ドローンによる偵察やギリースーツを着た狙撃兵――これまで「気合と根性」に頼る“腕力ショー”のようだった北朝鮮・朝鮮人民軍の特別部隊訓練が、着実に変化を遂げている。双眼鏡で現場を見つめるキム・ジョンウン(金正恩)朝鮮労働党総書記は、満足げに笑みを浮かべていた。
この訓練の変化を最も敏感に察知できるのは、実際に軍で訓練を受けていた元軍人たちだ。17年間軍務に就いた元陸軍将校のパク・ユミン氏(仮名)と、特別部隊「第11軍団」で約5年間勤務したイ・ウンギル氏(44)は、北朝鮮で今月13日に公開された戦術総合訓練の映像を自らの経験に照らして分析した。

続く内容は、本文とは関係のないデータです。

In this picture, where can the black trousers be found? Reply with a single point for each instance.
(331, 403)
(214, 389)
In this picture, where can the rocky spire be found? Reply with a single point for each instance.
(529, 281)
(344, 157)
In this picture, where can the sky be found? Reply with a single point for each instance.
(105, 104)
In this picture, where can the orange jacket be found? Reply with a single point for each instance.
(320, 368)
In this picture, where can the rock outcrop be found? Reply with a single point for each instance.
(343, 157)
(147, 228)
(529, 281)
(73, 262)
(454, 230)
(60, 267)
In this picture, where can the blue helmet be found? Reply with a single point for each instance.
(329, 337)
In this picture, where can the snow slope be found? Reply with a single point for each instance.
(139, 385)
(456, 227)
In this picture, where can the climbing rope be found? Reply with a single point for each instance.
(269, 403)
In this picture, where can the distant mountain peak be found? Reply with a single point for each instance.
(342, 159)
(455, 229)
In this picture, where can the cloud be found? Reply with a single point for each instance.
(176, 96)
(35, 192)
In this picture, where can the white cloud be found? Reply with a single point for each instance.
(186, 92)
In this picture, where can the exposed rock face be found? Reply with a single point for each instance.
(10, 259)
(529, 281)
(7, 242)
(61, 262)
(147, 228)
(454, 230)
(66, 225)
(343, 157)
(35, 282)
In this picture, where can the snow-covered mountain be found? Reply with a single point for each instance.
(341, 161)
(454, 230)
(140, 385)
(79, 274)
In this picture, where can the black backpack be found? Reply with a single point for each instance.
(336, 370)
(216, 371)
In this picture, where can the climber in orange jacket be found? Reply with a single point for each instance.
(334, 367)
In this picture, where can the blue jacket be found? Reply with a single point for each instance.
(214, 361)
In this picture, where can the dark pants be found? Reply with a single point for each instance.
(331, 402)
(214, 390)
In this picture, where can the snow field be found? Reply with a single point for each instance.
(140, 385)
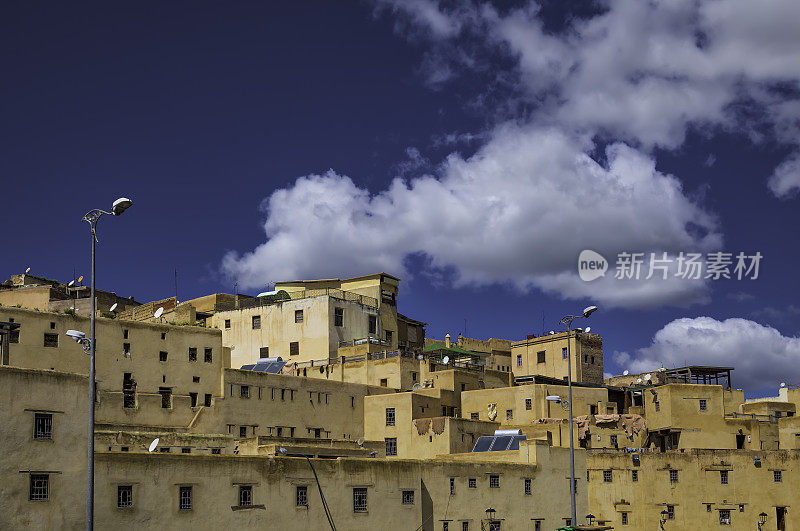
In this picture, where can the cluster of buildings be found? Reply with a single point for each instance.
(318, 405)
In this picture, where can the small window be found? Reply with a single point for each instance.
(391, 446)
(359, 500)
(301, 496)
(245, 496)
(185, 498)
(42, 426)
(40, 487)
(51, 340)
(124, 496)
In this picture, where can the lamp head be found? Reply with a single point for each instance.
(121, 205)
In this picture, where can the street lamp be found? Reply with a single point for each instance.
(92, 217)
(567, 320)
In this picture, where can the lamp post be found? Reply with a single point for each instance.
(92, 217)
(567, 320)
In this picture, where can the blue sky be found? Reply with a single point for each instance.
(474, 149)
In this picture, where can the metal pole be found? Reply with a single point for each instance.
(574, 520)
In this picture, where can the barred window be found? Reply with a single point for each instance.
(40, 487)
(360, 500)
(124, 496)
(42, 426)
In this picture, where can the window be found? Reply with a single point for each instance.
(166, 397)
(40, 487)
(360, 500)
(391, 446)
(408, 497)
(185, 498)
(245, 496)
(301, 496)
(42, 426)
(124, 496)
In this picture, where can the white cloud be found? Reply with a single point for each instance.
(762, 356)
(518, 212)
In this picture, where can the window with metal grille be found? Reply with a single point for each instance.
(124, 496)
(359, 499)
(301, 497)
(245, 495)
(391, 446)
(185, 498)
(42, 426)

イ・ウンギル氏は「今回の訓練では、防衛司令部の兵士たちが首都への侵入を防ぐ役割を担い、一方で特戦隊の兵士たちはそれを突破する訓練を同時に進めたように見える」と述べた。
今回訓練があったのは、平壌郊外に位置する首都防衛軍団の第60訓練場。北朝鮮メディアはキム総書記がここを視察したと報じ、「万能力大隊基準突破を目的とした特別作戦部隊の戦術訓練」と称した。

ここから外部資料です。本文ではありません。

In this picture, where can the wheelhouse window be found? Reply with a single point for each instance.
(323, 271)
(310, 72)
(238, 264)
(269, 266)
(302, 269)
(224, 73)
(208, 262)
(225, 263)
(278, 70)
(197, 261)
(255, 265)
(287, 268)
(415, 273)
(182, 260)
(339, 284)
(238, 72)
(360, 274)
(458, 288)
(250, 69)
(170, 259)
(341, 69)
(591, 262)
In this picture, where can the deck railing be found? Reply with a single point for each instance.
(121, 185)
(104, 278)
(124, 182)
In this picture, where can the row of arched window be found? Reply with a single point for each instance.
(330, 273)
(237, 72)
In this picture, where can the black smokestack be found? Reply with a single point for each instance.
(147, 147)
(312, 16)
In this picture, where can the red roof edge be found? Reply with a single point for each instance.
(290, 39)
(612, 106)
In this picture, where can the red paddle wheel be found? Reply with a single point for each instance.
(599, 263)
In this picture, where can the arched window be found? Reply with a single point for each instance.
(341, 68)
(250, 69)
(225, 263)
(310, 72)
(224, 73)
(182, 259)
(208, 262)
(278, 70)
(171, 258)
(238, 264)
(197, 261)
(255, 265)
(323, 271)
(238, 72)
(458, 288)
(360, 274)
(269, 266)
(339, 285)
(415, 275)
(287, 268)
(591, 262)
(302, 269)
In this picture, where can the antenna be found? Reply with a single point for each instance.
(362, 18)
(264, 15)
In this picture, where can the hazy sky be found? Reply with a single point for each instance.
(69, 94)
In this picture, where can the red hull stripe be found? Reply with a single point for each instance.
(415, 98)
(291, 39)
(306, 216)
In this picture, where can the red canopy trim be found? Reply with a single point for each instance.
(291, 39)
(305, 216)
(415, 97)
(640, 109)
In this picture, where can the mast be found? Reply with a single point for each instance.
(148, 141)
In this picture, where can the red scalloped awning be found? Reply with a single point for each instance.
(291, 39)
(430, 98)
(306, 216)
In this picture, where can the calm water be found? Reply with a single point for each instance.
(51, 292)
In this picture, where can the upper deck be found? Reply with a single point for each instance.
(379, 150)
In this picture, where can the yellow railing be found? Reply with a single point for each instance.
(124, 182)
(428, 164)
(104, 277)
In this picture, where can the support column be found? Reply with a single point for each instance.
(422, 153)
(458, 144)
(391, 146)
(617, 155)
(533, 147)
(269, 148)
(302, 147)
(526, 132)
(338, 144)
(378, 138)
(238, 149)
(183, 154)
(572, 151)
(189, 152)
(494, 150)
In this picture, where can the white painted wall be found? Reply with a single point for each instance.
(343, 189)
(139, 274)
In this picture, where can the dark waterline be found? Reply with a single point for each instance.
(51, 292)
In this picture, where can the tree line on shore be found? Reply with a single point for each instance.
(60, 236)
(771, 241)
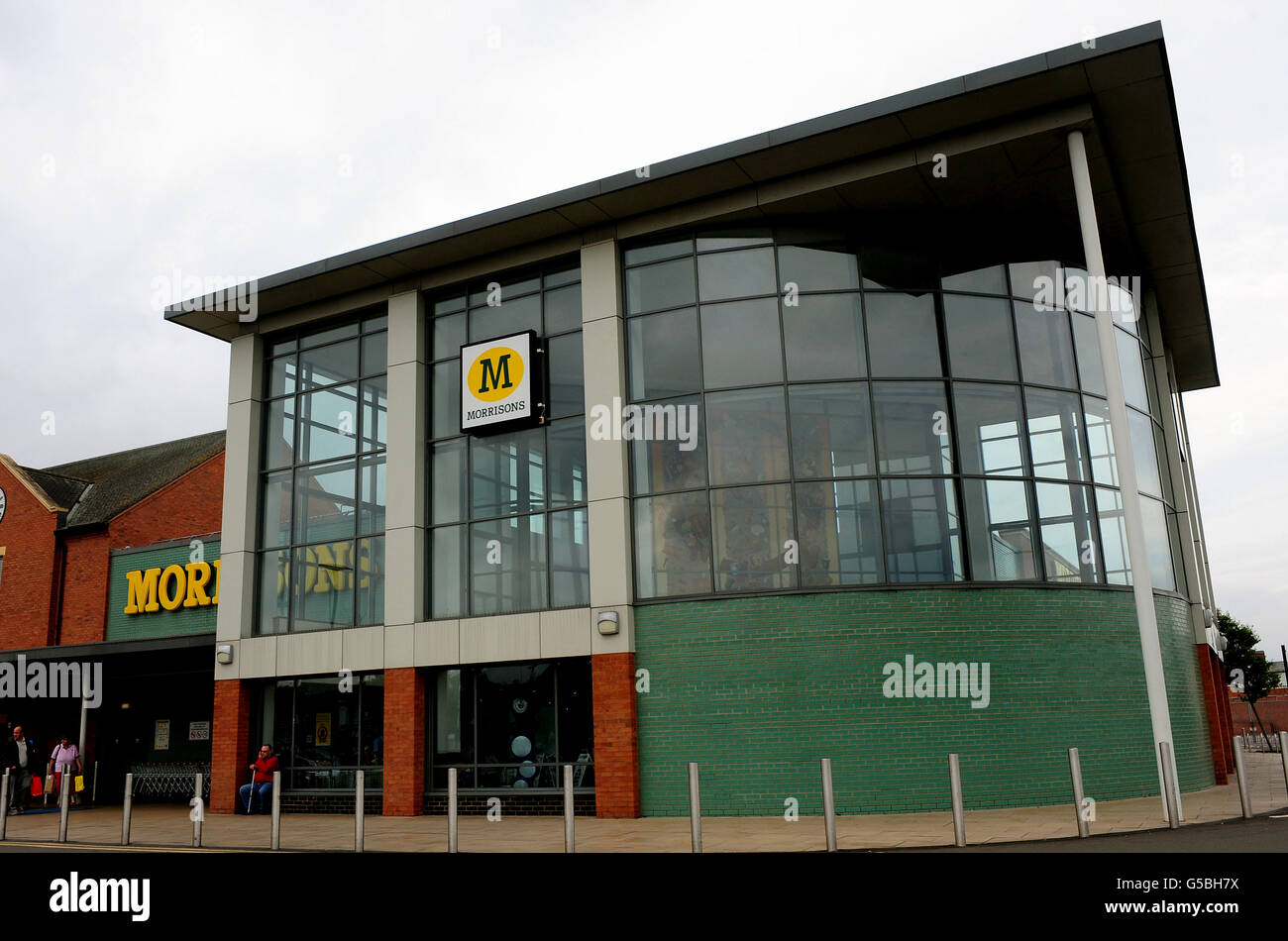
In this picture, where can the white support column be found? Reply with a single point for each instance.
(404, 463)
(1181, 494)
(236, 615)
(1142, 585)
(606, 469)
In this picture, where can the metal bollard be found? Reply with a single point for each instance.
(828, 806)
(1164, 755)
(4, 803)
(1244, 798)
(954, 782)
(360, 794)
(64, 802)
(1283, 759)
(451, 810)
(1076, 776)
(127, 808)
(200, 807)
(570, 833)
(275, 842)
(695, 807)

この中で注目されたのが、第11軍団所属の部隊兵士との記念撮影だ。だがイ・ウンギル氏は「これは一部であり、実際には複数の特別作戦部隊の旅団や連隊が訓練に動員された可能性が高い」と推測する。
過去にも、実戦力に問題があると評価された部隊には、他の強化部隊を加えて合同訓練をする例が多く、今回も同様の意図があったとみられる。
今月9日にロシアで開催された「戦勝記念日」行事には、北朝鮮軍の将校団が登場した。その中には「総参謀部 第525部隊 中将」と名乗ったキム・ミョンチョル氏の姿があった。

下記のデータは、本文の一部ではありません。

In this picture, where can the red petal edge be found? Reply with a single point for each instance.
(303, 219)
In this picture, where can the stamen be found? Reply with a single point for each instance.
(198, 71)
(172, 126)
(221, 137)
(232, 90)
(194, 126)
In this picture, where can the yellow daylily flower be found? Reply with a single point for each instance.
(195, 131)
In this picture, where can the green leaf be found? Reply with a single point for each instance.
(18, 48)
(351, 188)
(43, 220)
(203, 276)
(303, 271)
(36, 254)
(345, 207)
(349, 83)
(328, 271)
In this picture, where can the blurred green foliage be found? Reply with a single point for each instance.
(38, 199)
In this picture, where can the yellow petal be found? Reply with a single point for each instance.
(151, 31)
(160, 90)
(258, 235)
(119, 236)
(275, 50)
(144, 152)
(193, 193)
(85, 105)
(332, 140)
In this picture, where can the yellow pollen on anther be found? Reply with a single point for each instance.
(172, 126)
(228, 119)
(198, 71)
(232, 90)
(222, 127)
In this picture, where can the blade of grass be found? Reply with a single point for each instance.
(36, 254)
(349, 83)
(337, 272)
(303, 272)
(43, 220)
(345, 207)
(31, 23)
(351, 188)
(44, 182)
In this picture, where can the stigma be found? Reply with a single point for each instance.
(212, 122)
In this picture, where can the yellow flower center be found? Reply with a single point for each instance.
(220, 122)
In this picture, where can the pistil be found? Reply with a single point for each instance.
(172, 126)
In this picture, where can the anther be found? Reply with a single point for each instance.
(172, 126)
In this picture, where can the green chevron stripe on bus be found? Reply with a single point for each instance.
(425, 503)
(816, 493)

イ・ウンギル氏はこの映像を見て「この部隊がウクライナのキーウにも派遣されていたとすれば、要人暗殺任務はまだ放棄していないということだ」と語った。
第525部隊は要人暗殺や後方攪乱などを目的に創設された北朝鮮の特殊部隊で、2016年には青瓦台(韓国大統領府)の模擬施設を使った突入訓練が衛星写真で確認された。
今回の訓練で使用された「万能大隊」という表現について、パク・ユミン氏は「新しい言葉ではあるが、過去にも『万能兵士』という概念はあった。ゲリラ戦、夜間戦闘など、あらゆる任務をこなせる兵士を育成するためのもので、今回はその概念を部隊単位に広げた形」と分析した。
一方でパク・ユミン氏は、訓練映像に登場した夜間装備やプロテクターなどについて「実際にはすべての兵士に支給されているわけではなく、北朝鮮は“見せるための訓練”が得意だ」と冷静に見ている。
また、現役の兵士らの心情については「上からの命令には従うが、心の中では『訓練がさらに過酷になるのでは』と不安を抱いているはずだ」と語った。
イ・ウンギル氏は、北朝鮮の海軍力や空軍力は韓国に到底及ばないとしながらも、最近のウクライナ侵攻での実戦参加や訓練の強化によって「北朝鮮の兵士たちは、韓国との接近戦に対し、ある種の自信を持っているかもしれない」と指摘。「北朝鮮軍は日常的に政治教育を受け、韓国軍を軽視する傾向があるうえ、最近はテレビなどで“ロシア戦で勝った”とアピールされている。訓練のレベルも上がっており、正直なところ少し怖さも感じるようになった」と吐露した。